Soon, though, the six-year-old in me has to play outdoors. One evening, when sidewalks and temperatures had cooled to bearable, I considered two summer fever cures: a Moose Tracks sundae or a wildflower bouquet.
Because stern bathroom scales had issued a nasty final warning, the noncaloric remedy won. Too early for fireflies, but also too early for a mosquito assault — I hoped, since I’d neglected using stinky repellent — I headed for a nearby field.
Reaching the pasture, I forgot about insects. A blizzard had arrived in summer! Drifts of Queen Anne’s lace, like thousands of giant snowflakes, covered the meadow.
I felt cooler already.
A poem by Mary Leslie Newton lilted through my mind: “Queen Anne, Queen Anne, has washed her lace/ (She chose a summer’s day) …”
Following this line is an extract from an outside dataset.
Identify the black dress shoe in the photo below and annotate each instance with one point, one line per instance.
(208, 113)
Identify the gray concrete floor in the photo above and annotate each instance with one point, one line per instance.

No teacher had assigned the poem. I’d memorized it as a fourth grader simply because I loved it.
A skinny little girl in baggy shorts, I explored sweltering, but magical, Indiana meadows with an enchanting lady wearing a crown. Queen Anne didn’t sweat as she gathered her exquisite laces dried in pasture grasses, laces that, according to legend, had won the tatting competition she’d initiated with her ladies-in-waiting.
As a grown-up, though, I made the mistake of researching Queen Anne’s lace online. Gasp! Some states included it on “noxious weed” lists.
Insult Queen Anne? How dare they!
Instead of the aristocratic name, they called it “wild carrot” and “bird’s nest” — even “chigger weed”!
Now, I not only sweated, I itched.
Queen Anne’s lace also resembled young hogweed, a plant that made poison ivy seem like a botanical best buddy. My favorite wildflower also resembled hemlock, the poison that killed Socrates.
Not the kind of magic I liked.
Not a cure for summer fever.
Too late, I examined my “snowflake’” stems.
Whew! No purple dots that identify both hemlock and hogweed.
The hairy stems of genuine Queen Anne’s lace didn’t reflect her elegance, but they reassured me. I could return to my fairy-tale world without a qualm — occasionally good for a grown-up. Back to the magic of Queen Anne, who never sweat or itched. Back to picking snowflakes that wouldn’t melt when I arranged them in a crystal vase, admiring the wintry effect against a blue wall.
Returning with my bouquet, I mused that Queen Anne’s cure for summer fever — imagination — had worked well.
Did the noncaloric remedy top the ice cream cure?
Um … kid or adult, I’d have to plead the Fifth.
Extraordinary Ordinary: What’s your cure for summer fever?